Сначала я отвечал на вопросы полковника задорно, грубовато, добиваясь от него криков и угроз, стремясь вступить в спор со злою вражьей душой, но, когда я присмотрелся к его восковому лицу и печальным глазам, прислушался к его надломленному голосу и равнодушным вопросам, — в сердце всё погасло, задор исчез, стало тягостно, скучно и неловко.
Врага — не было, и не было ничего злого в этом усталом человеке. Ему бы сегодня, в светлый день весны, уйти в поле, в лес и лечь там на молодой траве, лицом в небо, а он кружится по комнате, напрасно теряя время со мною, ставя мне всё один и тот же надоедный вопрос:
— Зачем вы ездили в Ярославль?
— Я же сказал.
— В это нельзя поверить, — говорит он, внимательно разглядывая пепел папиросы, и снова шаркает туфлями по паркету.
Он смотрит на всё вокруг странно пристальным взглядом, как будто вещи в кабинете незнакомы ему, не нравятся или он не находит среди них чего-то нужного. Иногда он молча кивает головою так сильно, что борода его, касаясь груди, расстилается по ней веером.
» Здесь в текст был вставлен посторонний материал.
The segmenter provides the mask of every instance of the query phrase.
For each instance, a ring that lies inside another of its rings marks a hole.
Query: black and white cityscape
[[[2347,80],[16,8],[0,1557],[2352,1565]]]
Он похож на степную птицу, которая кружится над разорённым гнездом.
Впервые вижу я такого человека, и мне думается, что он только один на земле такой.
— Послушайте, — говорит он, остановись и вынув часы, — что же у нас будет, а? Пора вам прекратить это соловецкое сиденье.
И, щёлкнув крышкой, продолжает, глядя в угол, где в сумраке белеет бюст Александра II:
— Вы думаете, я желаю вам зла, хочу держать вас в тюрьме и прочее? Напрасно. Зачем? Зачем вам торчать в тюрьме?
— Выпустите.
Судорога перекосила его прозрачное лицо, глаз закрылся.
— Не могу, — сказал он, сухо кашляя, крепко поглаживая щёку. На указательном пальце правой руки надето толстое и, должно быть, тяжёлое обручальное кольцо. — Нужно иметь правдоподобное объяснение вашей поездки. Я уйду… на четверть часа, а вы — подумайте и напишите…
Он подошёл к двери, остановился там и, держась за ручку её, тихо сказал:
— У меня в Петербурге сын студент, ровесник вам… И, может быть, в этот момент его тоже вот допрашивает жандармский офицер… Понимаете? Вот как…
Я остался один в красноватой мгле; слова о сыне задели что-то во мне.
«Вот как», — эхом звучало в памяти, и тихо сказанные слова принимали форму вопроса: «Вот как?»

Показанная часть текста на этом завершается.